On-topic, how familiar are you with the concept of societal privilege?
Thanks, and I've never heard of that before...
You probably would find it interesting to look it up. It's basically a way of putting a name to the way some people are institutionally considered/treated better in society.
So, majority group X people have X privilege, which includes a bunch of benefits, both direct and the absence of negative things, that are subtly granted to X people due to subconcious messages and assumptions about X people.
It's a useful concept for understanding the different between oppression and unpleasant events that are not caused by institutionalized biases. For example, even if an individual person or even a whole bunch of people are unkind to me and make a point of saying "I am doing this because you are an X", I wouldn't be oppressed by those people, because they aren't backed by a whole society, and in fact I still have X privilege.
Even if I'm also something else that IS institutionally oppressed, my X privilege means I do not experience the same treatment as a Y person who is also a something else person; those advantages aren't restricted to times when the only variables of types of people are X and Y.
And a big part of the idea of privilege is that people who have it do not ask for it and are usually unaware when it's working for them. So people who are interested in making the world a fairer place have to figure out and own their privilege, actively working to be conscious of stuff that's below the surface of society. It's all tied up with unlearning that stuff, and this summery is a bit all over the place since, while it's at it's heart a simple concept, it's so pervasive it's hard to sum up.

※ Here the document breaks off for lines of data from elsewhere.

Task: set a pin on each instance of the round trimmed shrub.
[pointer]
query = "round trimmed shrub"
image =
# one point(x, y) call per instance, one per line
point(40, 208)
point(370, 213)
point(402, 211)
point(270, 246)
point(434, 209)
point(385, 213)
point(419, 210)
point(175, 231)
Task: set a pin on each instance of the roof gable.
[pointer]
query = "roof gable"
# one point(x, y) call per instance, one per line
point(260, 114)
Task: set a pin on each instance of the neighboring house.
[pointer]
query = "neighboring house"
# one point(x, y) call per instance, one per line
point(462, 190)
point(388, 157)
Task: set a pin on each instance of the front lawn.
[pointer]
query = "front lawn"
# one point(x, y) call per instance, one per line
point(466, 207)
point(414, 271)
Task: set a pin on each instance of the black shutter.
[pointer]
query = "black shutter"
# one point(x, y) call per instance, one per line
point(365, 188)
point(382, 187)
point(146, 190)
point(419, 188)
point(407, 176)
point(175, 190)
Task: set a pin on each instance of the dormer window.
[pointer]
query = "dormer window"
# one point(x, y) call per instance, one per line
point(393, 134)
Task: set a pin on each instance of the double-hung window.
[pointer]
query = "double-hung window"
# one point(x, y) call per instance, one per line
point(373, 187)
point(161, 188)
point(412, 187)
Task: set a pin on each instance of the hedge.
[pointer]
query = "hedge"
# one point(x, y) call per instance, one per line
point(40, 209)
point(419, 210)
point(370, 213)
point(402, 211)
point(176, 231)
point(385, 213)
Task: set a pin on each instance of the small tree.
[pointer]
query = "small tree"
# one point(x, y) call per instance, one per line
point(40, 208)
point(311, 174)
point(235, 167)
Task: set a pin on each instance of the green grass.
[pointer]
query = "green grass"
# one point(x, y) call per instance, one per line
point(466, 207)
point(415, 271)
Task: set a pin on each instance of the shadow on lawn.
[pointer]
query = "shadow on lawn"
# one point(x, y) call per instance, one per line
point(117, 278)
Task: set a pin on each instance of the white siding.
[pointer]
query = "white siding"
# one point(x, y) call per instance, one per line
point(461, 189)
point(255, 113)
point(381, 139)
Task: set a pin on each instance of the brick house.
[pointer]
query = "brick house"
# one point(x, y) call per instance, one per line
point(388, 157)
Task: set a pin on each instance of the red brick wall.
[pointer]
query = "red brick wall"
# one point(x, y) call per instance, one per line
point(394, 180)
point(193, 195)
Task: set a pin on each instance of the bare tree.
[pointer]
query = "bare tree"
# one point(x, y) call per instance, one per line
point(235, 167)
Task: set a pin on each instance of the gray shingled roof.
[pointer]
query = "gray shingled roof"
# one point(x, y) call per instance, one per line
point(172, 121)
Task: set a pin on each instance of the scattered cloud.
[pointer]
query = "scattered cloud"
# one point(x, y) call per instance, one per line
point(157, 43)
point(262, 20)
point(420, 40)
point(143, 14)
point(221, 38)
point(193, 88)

Anyhow, I originally meant to try explaining why people would react less than charitably to comparing a bad experience with a friend to institutionalized prejudice. And not just because one person who really was just a bad apple doesn't balance with a pattern of people who might be bad apples individually but collectively make up an oppressive force. Since Christianity is so dominant in the US, it's not possible for a Christian person to have an experience equivalent to what a non-Christian would face; you're just lucky enough to be a member of a faith of some significant privilege, which doesn't mean anything negative on it's own, just is one of your things you get to be aware of.